As for the latter, Betts was critical of the game’s overall response, but added that “voices were heard ... and I hope it leads us to where we need to be,” adding that Black players share the responsibility to “bring the game to the Black community. It’s on us, Black players, to kind of make baseball cool.”
Manager Dave Roberts said the team had a Zoom call on the topic of social injustice “and it was very well received. ... For me, I don’t want us to lose the traction, the momentum, the conversations we’ve had over the last couple of months. I think any person of color would agree with me on that. It just can’t be a footnote.”
As for the challenge facing his new team, Betts earned immediate cred in the spring for challenging his teammates not to be satisfied with anything short of a World Series championship. But he said maintaining that tone will be a test after all that has happened in the last four months.
“It’s not the same game we’re preparing to play, it’s a different game,” he said. “It’s going to be much harder to focus; we have to concentrate on everything going on around you. We’ve got to lock everything else out, but during the game we have to watch our health and also play the game. Two different things going on. It’s hard to switch back and forth, but it’s what we signed up for.”

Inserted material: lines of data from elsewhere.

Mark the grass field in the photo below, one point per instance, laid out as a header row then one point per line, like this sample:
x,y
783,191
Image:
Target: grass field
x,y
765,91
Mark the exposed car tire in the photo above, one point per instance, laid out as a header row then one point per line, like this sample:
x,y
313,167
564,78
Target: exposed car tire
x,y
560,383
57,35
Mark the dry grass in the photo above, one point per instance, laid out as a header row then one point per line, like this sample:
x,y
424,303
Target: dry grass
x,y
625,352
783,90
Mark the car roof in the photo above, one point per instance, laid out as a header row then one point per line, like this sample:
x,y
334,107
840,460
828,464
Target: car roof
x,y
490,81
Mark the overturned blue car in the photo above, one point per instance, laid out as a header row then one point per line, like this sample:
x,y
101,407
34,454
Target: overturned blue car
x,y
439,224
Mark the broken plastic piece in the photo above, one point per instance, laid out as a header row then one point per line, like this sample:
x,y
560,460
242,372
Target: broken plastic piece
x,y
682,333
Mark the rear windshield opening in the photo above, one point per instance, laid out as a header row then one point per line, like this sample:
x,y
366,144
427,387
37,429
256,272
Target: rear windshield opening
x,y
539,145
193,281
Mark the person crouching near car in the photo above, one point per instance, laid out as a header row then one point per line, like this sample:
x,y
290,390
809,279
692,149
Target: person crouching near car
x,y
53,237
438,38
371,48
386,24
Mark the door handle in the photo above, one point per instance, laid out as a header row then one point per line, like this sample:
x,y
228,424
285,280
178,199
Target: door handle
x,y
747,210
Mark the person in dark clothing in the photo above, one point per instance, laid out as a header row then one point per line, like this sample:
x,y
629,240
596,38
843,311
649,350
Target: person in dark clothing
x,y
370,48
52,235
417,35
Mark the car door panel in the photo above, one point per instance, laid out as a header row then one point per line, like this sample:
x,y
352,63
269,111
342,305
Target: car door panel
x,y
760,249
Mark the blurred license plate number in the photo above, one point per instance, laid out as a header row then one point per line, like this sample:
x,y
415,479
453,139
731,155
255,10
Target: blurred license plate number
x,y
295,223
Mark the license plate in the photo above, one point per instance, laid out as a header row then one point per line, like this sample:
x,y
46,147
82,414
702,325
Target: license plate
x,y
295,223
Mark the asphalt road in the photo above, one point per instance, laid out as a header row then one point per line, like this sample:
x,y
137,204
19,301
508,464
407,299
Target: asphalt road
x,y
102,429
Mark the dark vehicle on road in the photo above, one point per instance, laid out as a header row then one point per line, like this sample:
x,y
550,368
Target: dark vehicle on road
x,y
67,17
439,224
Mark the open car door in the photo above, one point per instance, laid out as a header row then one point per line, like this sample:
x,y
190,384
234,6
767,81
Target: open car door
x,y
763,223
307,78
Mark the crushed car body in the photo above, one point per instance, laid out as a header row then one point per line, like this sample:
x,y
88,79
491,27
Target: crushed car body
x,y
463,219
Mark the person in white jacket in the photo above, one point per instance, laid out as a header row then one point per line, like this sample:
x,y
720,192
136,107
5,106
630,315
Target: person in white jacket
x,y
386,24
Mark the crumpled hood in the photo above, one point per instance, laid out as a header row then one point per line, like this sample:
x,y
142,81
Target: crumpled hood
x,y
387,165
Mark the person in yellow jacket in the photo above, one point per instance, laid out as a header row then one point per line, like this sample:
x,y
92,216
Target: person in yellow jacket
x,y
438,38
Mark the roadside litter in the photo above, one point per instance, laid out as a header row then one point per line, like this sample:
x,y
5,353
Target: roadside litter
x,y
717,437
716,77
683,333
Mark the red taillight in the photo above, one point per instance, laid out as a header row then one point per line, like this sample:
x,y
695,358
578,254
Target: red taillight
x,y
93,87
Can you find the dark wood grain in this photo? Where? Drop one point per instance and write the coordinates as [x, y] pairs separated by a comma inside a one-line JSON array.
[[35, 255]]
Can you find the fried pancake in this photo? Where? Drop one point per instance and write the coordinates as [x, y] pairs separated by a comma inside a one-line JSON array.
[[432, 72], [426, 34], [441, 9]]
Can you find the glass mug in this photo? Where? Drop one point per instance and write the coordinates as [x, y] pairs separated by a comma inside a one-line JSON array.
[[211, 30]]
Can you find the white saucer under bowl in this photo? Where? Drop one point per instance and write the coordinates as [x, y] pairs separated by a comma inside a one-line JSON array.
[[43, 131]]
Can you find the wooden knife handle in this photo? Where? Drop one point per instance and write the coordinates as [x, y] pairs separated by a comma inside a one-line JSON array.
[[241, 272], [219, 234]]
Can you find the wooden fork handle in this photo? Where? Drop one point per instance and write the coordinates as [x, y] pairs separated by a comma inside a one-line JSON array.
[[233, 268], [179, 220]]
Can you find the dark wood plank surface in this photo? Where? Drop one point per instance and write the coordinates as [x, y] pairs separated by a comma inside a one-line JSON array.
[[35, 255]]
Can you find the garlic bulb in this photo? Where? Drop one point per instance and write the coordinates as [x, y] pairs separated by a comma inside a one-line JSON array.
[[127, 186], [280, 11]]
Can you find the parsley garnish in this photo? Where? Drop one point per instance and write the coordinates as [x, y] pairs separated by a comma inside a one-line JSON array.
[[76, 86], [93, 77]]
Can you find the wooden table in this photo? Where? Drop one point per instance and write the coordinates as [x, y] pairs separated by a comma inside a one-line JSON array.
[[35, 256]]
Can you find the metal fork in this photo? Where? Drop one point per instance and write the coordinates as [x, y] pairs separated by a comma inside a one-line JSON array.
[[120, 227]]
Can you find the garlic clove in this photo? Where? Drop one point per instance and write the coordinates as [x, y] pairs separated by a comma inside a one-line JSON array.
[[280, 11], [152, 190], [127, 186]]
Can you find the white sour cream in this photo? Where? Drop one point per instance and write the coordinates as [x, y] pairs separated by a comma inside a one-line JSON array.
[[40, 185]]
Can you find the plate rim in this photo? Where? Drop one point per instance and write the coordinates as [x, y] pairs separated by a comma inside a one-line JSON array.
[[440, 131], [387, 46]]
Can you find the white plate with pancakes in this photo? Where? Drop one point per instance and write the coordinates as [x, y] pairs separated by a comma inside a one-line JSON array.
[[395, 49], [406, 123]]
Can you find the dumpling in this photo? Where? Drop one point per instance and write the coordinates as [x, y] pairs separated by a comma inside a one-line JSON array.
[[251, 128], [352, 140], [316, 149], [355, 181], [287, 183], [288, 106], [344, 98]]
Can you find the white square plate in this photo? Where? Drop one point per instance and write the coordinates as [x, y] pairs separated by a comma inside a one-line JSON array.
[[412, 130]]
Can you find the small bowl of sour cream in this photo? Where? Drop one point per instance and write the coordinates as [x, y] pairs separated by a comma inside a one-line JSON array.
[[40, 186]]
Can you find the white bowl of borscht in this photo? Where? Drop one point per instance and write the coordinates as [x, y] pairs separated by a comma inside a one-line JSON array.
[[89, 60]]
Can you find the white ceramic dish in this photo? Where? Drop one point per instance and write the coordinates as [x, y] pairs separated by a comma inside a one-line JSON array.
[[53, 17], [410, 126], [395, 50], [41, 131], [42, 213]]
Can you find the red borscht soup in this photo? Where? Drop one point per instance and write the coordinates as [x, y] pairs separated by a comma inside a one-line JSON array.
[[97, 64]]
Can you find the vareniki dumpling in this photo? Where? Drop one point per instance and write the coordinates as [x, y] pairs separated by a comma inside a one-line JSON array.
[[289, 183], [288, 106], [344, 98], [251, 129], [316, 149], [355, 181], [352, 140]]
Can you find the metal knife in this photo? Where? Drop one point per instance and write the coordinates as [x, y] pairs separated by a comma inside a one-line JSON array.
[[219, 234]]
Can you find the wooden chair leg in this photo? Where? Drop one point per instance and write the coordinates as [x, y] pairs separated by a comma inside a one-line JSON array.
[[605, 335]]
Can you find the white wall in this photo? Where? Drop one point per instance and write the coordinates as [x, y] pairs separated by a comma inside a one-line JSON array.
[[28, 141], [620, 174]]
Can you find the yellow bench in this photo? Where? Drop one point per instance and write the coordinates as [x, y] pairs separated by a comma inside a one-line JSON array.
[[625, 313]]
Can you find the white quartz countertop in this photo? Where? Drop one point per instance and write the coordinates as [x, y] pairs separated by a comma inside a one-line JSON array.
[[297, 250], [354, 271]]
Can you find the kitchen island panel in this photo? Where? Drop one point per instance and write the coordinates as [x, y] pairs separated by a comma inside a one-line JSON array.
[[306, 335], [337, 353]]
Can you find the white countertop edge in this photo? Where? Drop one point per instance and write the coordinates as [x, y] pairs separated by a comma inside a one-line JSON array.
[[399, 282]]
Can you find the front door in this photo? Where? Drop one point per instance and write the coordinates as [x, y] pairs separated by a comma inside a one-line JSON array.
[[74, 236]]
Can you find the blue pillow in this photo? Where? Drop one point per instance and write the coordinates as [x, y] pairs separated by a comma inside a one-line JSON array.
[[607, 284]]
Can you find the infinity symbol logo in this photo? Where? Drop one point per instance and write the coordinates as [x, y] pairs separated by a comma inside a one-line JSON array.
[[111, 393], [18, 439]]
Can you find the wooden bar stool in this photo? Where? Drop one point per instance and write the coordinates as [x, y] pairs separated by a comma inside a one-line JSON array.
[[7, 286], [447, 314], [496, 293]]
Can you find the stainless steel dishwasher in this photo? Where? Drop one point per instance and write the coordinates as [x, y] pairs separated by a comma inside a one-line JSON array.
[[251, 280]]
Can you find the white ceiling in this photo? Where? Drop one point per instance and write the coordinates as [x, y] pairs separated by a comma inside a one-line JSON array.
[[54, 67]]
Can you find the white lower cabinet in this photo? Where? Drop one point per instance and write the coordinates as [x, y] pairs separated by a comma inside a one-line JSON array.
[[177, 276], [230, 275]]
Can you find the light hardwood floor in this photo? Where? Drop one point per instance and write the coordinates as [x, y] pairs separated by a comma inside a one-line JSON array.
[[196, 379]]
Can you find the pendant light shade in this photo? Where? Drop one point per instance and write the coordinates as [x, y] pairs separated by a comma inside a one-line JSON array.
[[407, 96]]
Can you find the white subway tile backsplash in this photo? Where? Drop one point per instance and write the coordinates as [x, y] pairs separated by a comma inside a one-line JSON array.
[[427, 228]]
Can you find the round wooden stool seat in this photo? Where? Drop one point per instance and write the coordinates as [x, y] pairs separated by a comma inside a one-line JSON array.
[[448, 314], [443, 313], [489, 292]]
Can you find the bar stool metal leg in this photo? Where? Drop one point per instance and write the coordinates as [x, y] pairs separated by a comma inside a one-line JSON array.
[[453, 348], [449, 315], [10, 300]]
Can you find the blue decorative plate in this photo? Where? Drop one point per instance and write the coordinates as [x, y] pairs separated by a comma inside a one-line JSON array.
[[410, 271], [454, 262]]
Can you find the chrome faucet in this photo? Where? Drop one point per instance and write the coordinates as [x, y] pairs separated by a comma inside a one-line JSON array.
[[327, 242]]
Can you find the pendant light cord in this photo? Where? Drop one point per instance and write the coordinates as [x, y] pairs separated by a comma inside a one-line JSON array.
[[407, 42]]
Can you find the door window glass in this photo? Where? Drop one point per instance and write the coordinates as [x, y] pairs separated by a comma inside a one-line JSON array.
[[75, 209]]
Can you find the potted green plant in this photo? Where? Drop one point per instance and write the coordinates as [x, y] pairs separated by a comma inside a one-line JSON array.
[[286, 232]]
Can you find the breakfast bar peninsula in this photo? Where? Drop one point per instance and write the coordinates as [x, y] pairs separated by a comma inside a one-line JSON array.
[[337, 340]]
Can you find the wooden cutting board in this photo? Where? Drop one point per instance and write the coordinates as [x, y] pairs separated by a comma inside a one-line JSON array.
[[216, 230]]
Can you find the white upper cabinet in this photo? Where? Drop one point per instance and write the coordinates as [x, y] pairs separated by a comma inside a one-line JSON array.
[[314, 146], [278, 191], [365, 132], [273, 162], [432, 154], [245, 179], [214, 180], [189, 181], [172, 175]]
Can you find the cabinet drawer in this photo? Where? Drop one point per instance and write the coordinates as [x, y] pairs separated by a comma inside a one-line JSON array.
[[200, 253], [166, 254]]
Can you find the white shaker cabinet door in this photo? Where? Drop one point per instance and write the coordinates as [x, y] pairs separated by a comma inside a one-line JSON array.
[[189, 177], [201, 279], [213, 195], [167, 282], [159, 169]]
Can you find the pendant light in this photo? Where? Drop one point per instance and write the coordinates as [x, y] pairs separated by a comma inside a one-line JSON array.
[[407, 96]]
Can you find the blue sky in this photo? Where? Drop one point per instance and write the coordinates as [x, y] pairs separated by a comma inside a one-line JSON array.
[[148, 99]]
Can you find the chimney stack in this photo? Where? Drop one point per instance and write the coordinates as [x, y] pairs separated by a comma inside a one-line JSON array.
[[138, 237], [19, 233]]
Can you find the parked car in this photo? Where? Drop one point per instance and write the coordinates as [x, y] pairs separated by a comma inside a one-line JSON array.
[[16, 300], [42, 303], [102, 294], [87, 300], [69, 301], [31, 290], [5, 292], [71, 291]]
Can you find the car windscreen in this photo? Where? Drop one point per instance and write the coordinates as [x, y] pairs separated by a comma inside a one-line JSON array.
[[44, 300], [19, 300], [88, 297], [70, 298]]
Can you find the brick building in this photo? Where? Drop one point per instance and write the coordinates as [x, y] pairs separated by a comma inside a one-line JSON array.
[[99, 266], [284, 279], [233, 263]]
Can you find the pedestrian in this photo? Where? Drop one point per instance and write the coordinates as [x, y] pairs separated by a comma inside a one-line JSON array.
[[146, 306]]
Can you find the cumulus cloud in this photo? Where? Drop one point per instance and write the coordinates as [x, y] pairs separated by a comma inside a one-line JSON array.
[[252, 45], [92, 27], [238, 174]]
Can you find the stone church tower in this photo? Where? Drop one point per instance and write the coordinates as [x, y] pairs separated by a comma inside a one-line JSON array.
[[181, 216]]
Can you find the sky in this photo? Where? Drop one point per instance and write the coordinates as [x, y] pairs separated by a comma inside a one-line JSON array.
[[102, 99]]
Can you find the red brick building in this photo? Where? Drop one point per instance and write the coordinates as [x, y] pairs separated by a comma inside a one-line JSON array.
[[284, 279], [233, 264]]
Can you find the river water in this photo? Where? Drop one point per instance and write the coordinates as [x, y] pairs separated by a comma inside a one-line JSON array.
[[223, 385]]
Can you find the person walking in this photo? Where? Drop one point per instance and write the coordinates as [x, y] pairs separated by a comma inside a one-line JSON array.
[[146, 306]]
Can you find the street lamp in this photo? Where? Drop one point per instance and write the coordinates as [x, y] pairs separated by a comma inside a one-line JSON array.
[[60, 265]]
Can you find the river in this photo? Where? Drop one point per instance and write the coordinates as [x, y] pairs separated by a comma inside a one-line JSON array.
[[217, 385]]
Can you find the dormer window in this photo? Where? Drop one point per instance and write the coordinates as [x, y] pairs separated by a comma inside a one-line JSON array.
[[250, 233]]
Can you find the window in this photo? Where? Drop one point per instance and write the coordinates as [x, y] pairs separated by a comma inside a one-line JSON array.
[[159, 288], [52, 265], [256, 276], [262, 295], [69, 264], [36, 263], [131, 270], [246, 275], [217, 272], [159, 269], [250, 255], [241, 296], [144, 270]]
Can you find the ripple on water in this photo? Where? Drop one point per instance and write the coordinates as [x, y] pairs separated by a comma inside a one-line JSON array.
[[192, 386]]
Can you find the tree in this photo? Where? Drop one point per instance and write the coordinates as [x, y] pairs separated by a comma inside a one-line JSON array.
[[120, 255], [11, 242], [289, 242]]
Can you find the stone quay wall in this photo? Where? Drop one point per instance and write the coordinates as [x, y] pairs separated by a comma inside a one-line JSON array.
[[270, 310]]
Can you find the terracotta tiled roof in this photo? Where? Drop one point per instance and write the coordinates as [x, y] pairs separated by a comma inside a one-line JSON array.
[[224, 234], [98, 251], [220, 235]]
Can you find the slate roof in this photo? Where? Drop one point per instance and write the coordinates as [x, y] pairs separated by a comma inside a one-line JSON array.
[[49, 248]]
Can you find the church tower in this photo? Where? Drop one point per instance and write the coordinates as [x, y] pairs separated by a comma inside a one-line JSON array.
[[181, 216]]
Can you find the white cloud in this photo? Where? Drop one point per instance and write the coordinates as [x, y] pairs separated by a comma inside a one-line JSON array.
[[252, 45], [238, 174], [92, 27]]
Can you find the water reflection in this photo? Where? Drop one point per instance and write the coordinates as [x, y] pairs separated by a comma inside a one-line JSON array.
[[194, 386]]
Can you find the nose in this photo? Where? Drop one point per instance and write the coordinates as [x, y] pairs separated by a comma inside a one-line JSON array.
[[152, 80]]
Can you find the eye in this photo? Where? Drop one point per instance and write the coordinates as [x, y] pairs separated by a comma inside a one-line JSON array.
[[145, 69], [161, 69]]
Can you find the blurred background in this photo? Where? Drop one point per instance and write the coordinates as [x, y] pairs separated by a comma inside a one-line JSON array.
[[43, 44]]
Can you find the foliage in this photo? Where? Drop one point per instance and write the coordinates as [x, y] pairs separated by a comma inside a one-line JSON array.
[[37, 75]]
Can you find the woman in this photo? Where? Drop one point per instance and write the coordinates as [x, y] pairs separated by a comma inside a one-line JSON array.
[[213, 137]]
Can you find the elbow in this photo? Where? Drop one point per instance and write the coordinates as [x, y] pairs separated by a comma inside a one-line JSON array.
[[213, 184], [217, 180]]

They’ll be doing it without Price, whose decision to not play this season is supported by Betts.
“He’s one of the best teammates I’ve ever had,” Betts said. “He’s doing the right thing for himself. He's got to make his own decision, what’s best for him. The guys in the clubhouse all supported his decision.”
Betts called the time he spent at home during the pause the best in his life because it was spent with family, when he wasn’t fishing for catfish or lowering his golf handicap from “12 or so to 8ish.”
Only 27, Betts has an MVP Award, four All-Star appearances, four Gold Gloves, three Silver Sluggers and a World Series ring. He’s slotted in as the right fielder, flanking reigning NL MVP and center fielder Cody Bellinger.